Aria.
One autonomous consultant. Eight composable prompt layers. One model call per turn.
Model
claude-opus-4-7
Schema version
v1.0.0
Layers
8
What Aria is
Aria is not a pipeline of specialized worker agents. Aria is one claude-opus-4-7 call per conversational turn, conditioned on an eight-layer system prompt that is composed server-side from static text and per-organization context. The "agent architecture" is the prompt.
She is reachable at /chat (authenticated) and at /demo (unauthenticated, demo prompt). The two surfaces are separate code paths; live and demo contexts never mix.
The eight layers
The static layers (01–05) are concatenated into a single text block cached globally — shared across every organization, every user, every turn. The dynamic layers (06–08) are composed per request from Postgres and cached per organization. Both blocks are sent to the model with cache_control: "ephemeral".
Composition flow
composeSystem({ org, user, engagement }) runs on every request. The static text block never varies, so it stays warm in Anthropic's prompt cache across all traffic. The dynamic block changes only when the organization or engagement updates — which means repeat turns within a session hit cache on both blocks.
import { composeSystem } from "@/lib/aria/prompt";
const system = composeSystem({
org, // Organization | null
user, // UserContext (name, title, department, decisionScope)
engagement, // EngagementStateData | null (weekNumber, hypotheses, …)
});
// system is Anthropic.TextBlockParam[], each with cache_control: "ephemeral".

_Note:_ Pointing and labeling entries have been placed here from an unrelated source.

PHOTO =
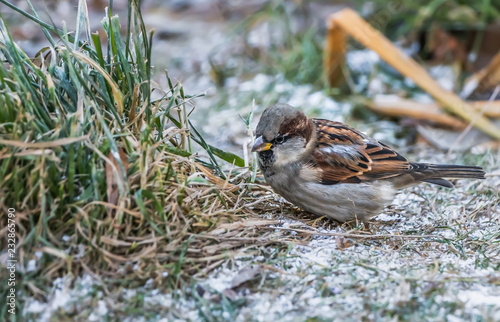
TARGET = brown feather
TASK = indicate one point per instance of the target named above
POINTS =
(346, 155)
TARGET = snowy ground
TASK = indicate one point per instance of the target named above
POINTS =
(433, 255)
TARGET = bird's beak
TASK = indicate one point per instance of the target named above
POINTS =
(260, 145)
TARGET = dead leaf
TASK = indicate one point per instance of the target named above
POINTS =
(357, 27)
(343, 243)
(112, 190)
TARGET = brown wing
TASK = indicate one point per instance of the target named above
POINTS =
(345, 155)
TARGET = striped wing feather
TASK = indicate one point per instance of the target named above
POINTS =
(346, 155)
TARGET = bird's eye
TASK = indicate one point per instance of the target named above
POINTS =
(279, 139)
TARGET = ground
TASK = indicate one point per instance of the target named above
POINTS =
(434, 254)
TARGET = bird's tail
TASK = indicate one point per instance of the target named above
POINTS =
(434, 173)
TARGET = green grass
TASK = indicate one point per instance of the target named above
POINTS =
(87, 153)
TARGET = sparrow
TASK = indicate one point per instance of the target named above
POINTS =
(331, 169)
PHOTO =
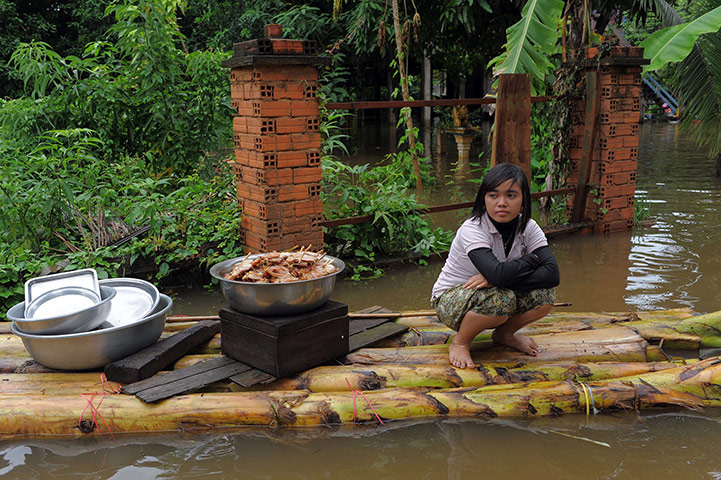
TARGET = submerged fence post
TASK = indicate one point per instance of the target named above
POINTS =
(512, 126)
(276, 134)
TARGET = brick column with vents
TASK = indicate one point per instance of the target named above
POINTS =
(277, 141)
(614, 154)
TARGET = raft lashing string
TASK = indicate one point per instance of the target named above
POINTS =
(87, 426)
(355, 394)
(587, 392)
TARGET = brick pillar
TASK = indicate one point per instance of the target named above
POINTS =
(614, 155)
(277, 141)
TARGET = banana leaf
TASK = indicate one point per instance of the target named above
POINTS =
(531, 41)
(673, 44)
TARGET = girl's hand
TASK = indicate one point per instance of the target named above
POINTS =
(477, 281)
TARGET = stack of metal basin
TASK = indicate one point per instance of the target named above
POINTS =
(73, 321)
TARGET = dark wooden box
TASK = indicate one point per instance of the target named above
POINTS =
(284, 345)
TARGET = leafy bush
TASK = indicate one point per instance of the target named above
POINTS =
(110, 161)
(380, 192)
(141, 93)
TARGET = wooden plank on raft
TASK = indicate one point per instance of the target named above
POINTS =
(185, 380)
(156, 357)
(379, 332)
(251, 377)
(512, 126)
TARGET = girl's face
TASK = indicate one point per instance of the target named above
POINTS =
(504, 203)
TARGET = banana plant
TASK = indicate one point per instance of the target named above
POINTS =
(696, 45)
(531, 41)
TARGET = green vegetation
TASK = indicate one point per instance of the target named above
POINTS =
(382, 192)
(115, 120)
(120, 141)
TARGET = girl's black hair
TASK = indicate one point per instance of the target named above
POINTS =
(497, 175)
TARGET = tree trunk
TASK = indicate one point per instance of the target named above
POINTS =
(406, 96)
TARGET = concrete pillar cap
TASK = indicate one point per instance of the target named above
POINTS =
(274, 30)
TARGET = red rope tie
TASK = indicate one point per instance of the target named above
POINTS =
(355, 394)
(95, 409)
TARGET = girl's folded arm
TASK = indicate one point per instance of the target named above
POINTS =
(502, 274)
(546, 275)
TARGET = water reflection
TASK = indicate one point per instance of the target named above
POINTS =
(623, 446)
(672, 262)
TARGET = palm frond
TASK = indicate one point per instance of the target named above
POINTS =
(531, 41)
(673, 44)
(698, 81)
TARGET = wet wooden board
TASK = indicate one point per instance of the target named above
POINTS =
(368, 337)
(251, 377)
(156, 357)
(364, 332)
(185, 380)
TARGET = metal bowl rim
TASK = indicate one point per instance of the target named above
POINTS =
(110, 295)
(214, 271)
(146, 319)
(34, 304)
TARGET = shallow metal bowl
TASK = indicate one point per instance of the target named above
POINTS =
(82, 320)
(275, 298)
(90, 350)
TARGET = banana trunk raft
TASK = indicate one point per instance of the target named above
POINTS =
(587, 362)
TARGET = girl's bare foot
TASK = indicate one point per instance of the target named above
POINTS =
(516, 340)
(459, 355)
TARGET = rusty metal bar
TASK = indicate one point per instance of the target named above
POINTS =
(436, 209)
(446, 102)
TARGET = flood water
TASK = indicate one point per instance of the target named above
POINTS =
(672, 262)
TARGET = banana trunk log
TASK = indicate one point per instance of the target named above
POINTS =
(618, 344)
(670, 328)
(375, 377)
(560, 317)
(337, 378)
(694, 387)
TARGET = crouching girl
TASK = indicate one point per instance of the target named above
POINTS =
(500, 272)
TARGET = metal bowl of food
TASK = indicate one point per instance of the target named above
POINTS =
(280, 298)
(67, 317)
(91, 350)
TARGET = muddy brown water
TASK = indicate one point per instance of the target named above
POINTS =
(673, 262)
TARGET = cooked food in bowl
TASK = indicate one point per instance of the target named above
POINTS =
(280, 267)
(267, 297)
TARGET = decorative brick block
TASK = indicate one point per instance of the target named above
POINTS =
(293, 125)
(264, 211)
(290, 193)
(310, 239)
(277, 141)
(257, 193)
(270, 73)
(305, 141)
(254, 126)
(307, 175)
(254, 159)
(612, 192)
(304, 108)
(618, 165)
(267, 176)
(292, 159)
(619, 178)
(255, 243)
(619, 130)
(263, 108)
(300, 224)
(614, 227)
(313, 206)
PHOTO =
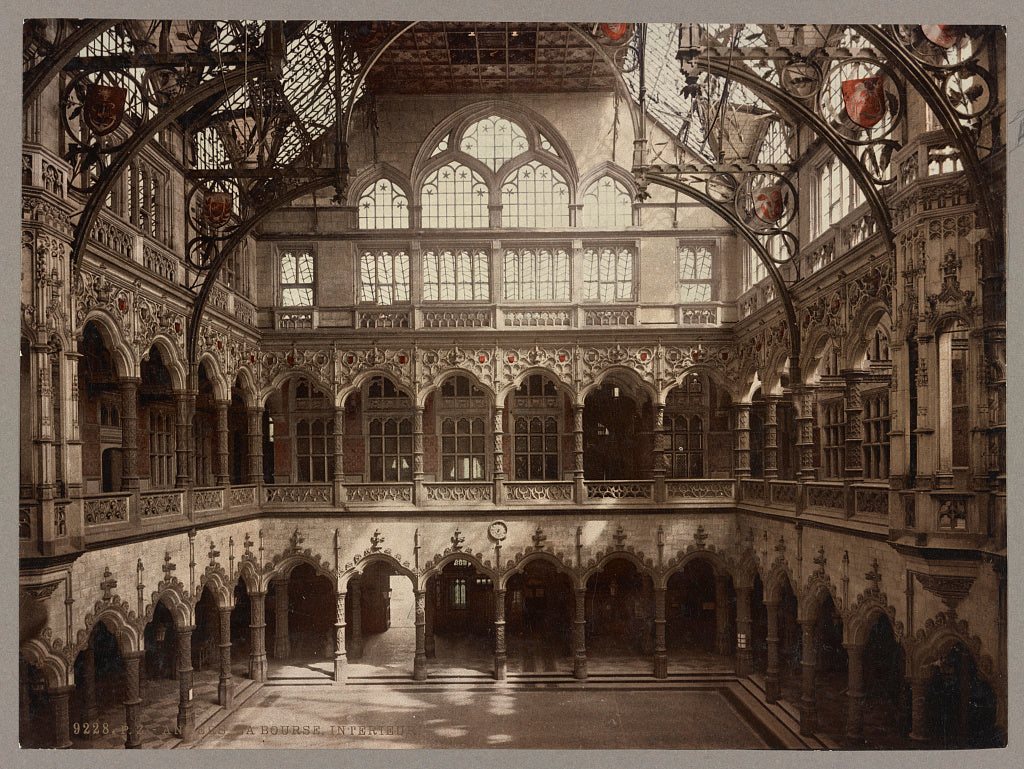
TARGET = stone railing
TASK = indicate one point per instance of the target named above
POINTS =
(621, 489)
(153, 504)
(107, 508)
(298, 494)
(469, 492)
(699, 488)
(550, 490)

// Layer order: identity, methodology, benchmarks, guardrails, outputFormat (static block),
// companyContext, userContext, engagementState (dynamic block).Prompt cache hit rate is the performance metric
Every assistant message persists cacheReadTokens and cacheCreateTokens alongside the model's input and output token counts. A warm session reads the vast majority of the system prompt from cache, which drops time-to-first-byte and cost proportionally. Bumping PROMPT_SCHEMA_VERSION cold-starts the cache — monitor warm-up before and after a bump.
Dive deeper
01
The 8 prompt layers
Line-by-line reference for each layer — source, version, role, and what Aria actually sees on a warmed session.
02
Model & caching
Model configuration, effort levels, extended-thinking plan, and how prompt caching interacts with schema versions.
03
Engagement memory
How EngagementState survives between sessions — hypothesis lifecycle, findings promotion, week-counter semantics.
What Aria is not
Honest about scope, on purpose:
- Not a tool-calling agent. Aria does not invoke functions, browse the web, or execute code.
- Not a retrieval-augmented agent. There is no document store or vector index in the path today.
- Not a polling agent. Aria does not read from Slack, Jira, Salesforce, or other tools; she asks.
- Not an orchestrator. There is one agent — Aria — and one call per turn.
- Not a programmatic platform. There are no API keys, no public OAuth clients, and no webhooks today.
These are deliberate scope decisions that keep the product focused on one thing: being a consultant in chat. Each of them is a roadmap item, not a limitation of the model. See the newsroom for near-term additions.
Multi-tenancy
Every live query — Organization, UserProfile, Conversation, ChatMessage, EngagementState — is scoped by orgId at the query layer. The demo path never touches the live database. This is the system's primary safety property, enforced by route separation and by the tuple-based identity lookup on every persisted row.